|
|||
Enter the Annual Interest Rate (in percent) in the next field. For example, 8.0 is entered for an 8.0% bank interest rate.
Next the Term (in years) is entered into the last field. For example, 10.5 is entered for a 126 month amortization.
Enter the Interest Compounding frequency (number of times per year). Typically mortgages wil compound twice a year while demand loans compound each month (12 times per year).
Select the Payment Frequency you wish to use from the pop-up menu.
Click on the Compute button to obtain an amortization schedule.
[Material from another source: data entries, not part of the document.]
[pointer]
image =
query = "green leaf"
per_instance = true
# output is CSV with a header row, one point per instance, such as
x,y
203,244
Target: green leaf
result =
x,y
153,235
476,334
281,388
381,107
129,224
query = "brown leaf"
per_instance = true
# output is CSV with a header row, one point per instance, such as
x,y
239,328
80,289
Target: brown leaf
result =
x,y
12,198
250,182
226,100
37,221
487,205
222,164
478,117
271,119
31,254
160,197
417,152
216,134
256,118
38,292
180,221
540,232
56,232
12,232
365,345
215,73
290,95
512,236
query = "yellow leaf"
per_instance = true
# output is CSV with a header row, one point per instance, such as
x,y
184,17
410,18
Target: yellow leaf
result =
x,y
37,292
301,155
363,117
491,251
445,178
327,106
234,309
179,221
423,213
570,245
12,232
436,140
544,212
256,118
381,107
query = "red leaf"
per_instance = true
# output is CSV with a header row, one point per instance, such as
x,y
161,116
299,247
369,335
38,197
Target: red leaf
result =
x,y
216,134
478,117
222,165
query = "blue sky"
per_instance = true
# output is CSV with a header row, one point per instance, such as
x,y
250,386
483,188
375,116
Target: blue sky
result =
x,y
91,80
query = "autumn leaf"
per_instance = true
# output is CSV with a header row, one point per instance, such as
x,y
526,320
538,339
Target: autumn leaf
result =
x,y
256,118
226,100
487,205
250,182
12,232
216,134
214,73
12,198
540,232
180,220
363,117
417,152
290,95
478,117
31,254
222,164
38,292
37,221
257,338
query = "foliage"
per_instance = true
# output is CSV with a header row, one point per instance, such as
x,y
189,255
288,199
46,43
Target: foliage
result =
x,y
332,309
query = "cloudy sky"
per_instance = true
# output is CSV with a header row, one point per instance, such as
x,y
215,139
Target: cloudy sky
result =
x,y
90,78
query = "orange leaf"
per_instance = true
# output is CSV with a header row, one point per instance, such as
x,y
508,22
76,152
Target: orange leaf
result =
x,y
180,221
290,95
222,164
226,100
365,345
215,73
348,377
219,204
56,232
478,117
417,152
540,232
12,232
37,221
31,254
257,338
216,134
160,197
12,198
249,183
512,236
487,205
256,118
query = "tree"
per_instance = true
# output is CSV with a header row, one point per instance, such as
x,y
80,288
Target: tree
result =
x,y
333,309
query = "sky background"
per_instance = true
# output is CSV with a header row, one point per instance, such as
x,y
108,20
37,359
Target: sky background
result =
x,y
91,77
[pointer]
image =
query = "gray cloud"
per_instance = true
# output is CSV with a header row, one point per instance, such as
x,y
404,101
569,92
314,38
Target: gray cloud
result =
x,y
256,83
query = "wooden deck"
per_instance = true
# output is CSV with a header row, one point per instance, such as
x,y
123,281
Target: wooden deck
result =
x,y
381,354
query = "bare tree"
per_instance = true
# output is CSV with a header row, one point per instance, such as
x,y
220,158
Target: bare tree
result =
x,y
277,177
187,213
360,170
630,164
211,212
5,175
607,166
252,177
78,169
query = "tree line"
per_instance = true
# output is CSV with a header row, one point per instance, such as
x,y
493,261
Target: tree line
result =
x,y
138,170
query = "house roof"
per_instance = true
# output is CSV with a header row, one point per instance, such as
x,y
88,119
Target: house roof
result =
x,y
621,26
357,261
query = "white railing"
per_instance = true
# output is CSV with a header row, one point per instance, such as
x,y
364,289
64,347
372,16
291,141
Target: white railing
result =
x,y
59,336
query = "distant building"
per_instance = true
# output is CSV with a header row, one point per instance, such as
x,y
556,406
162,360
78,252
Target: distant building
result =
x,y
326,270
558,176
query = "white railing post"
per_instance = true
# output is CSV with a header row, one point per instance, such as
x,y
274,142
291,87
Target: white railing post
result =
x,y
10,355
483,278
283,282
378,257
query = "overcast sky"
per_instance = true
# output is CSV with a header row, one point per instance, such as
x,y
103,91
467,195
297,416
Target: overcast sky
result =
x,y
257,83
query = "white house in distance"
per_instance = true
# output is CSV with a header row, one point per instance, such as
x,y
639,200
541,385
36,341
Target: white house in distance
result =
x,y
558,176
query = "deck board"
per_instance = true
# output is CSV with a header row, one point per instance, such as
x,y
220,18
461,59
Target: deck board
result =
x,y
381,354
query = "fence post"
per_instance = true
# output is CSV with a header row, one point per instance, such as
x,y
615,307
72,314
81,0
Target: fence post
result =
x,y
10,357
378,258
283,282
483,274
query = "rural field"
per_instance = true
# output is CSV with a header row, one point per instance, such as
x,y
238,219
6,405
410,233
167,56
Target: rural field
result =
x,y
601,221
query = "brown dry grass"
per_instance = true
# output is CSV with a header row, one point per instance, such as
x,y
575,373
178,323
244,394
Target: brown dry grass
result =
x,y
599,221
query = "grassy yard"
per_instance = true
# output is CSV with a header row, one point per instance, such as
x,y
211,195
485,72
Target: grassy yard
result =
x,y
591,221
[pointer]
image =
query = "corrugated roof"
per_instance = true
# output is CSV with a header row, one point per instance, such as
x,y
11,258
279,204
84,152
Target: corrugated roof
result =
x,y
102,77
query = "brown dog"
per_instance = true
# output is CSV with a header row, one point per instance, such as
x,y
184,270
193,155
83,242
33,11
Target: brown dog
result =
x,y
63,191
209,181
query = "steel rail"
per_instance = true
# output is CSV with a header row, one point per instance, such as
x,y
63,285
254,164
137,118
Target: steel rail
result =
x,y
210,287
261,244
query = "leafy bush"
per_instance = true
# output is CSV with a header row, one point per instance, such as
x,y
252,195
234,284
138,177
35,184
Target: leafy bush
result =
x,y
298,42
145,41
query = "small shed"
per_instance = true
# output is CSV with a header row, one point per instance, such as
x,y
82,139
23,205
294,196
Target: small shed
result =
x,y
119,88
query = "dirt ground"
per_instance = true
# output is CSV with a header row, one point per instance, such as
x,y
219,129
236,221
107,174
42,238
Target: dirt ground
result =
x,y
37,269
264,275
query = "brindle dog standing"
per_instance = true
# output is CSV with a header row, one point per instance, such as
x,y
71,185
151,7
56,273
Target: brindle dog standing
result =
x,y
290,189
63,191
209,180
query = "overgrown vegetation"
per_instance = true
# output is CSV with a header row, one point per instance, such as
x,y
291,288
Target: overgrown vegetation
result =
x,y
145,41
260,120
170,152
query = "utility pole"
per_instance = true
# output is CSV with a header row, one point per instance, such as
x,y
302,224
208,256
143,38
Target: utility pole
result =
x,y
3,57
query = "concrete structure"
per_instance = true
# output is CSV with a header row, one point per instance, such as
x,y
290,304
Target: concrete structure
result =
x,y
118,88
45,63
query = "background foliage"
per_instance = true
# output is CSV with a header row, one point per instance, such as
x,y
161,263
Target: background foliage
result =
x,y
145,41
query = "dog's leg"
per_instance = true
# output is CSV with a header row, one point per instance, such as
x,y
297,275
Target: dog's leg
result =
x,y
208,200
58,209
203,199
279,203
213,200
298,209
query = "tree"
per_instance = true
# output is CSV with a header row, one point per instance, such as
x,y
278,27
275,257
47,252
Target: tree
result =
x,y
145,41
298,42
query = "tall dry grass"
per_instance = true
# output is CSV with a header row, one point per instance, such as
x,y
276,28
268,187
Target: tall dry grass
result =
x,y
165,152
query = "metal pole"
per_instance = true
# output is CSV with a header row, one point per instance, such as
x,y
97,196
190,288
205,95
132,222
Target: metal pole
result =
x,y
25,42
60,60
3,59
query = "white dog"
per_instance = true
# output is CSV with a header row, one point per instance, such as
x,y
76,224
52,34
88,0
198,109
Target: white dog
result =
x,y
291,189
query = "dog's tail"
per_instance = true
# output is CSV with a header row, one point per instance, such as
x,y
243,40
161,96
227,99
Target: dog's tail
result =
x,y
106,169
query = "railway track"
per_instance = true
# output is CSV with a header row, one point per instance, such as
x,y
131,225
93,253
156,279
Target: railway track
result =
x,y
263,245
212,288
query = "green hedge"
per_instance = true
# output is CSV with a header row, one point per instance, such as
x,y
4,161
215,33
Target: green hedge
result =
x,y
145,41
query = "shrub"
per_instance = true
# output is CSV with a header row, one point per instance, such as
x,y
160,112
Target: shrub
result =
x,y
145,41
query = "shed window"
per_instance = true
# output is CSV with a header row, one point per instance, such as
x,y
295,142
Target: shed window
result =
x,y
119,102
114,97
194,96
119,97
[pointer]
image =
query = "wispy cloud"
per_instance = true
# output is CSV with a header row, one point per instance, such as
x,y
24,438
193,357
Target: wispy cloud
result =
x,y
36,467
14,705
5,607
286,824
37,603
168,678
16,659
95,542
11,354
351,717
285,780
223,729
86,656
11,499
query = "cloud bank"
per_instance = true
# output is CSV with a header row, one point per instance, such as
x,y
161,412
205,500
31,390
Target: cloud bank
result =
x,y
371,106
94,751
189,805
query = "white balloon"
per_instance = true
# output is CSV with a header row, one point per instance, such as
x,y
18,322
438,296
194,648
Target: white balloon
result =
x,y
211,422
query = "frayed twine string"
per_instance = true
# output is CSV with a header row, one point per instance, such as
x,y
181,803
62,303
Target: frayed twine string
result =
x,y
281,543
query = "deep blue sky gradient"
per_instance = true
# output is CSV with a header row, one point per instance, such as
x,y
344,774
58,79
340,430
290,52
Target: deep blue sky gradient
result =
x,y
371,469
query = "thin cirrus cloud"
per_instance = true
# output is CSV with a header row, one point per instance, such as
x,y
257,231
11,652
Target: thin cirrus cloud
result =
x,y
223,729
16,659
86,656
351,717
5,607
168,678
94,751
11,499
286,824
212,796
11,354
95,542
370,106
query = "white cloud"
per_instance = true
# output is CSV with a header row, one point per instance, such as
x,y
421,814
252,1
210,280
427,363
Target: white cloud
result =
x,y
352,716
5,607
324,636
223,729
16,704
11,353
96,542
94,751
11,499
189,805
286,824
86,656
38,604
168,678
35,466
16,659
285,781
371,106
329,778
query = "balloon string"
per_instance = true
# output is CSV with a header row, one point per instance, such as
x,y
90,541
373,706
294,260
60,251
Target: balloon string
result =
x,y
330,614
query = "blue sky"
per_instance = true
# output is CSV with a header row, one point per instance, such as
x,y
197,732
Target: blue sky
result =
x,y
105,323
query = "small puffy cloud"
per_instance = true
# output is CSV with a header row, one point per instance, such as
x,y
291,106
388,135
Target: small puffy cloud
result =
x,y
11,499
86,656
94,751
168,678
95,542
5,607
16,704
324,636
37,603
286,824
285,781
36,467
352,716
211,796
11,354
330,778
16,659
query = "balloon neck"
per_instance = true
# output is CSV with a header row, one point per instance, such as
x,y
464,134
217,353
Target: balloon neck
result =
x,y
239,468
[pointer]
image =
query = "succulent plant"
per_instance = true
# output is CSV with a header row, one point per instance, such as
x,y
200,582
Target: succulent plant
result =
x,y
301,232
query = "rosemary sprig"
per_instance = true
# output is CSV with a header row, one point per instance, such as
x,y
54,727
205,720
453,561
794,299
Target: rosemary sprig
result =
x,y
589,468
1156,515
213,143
If any incorrect data has been entered, an error message will be returned to you providing details about the error, otherwise the amortization schedule will be returned to your browser after a few seconds. For this example ($10,000.00 principle, 8.0 percent interest, 10.5 year term, 2/year compounding, monthly payments), the computed payment is $116.87/month for 126 months.
Additional Payments to Principle
Using the example from above where the computed payment is $116.87/month for 126 months, I wish to pay $150.00 per week to pay the loan off sooner. So I would enter $33.13 ($150.00-$116.87) into the first Periodic Payment input field and 1 into the second field. The term of the loan is shortened from 126 months to 88 months.
Using the example from above, I want to pay $2,000.00 at the end of the first year. This is done by entering 2000.00 into the first One-time Payment input field and 12 into the second field. The term of the loan is shortened from 126 months to 94 months.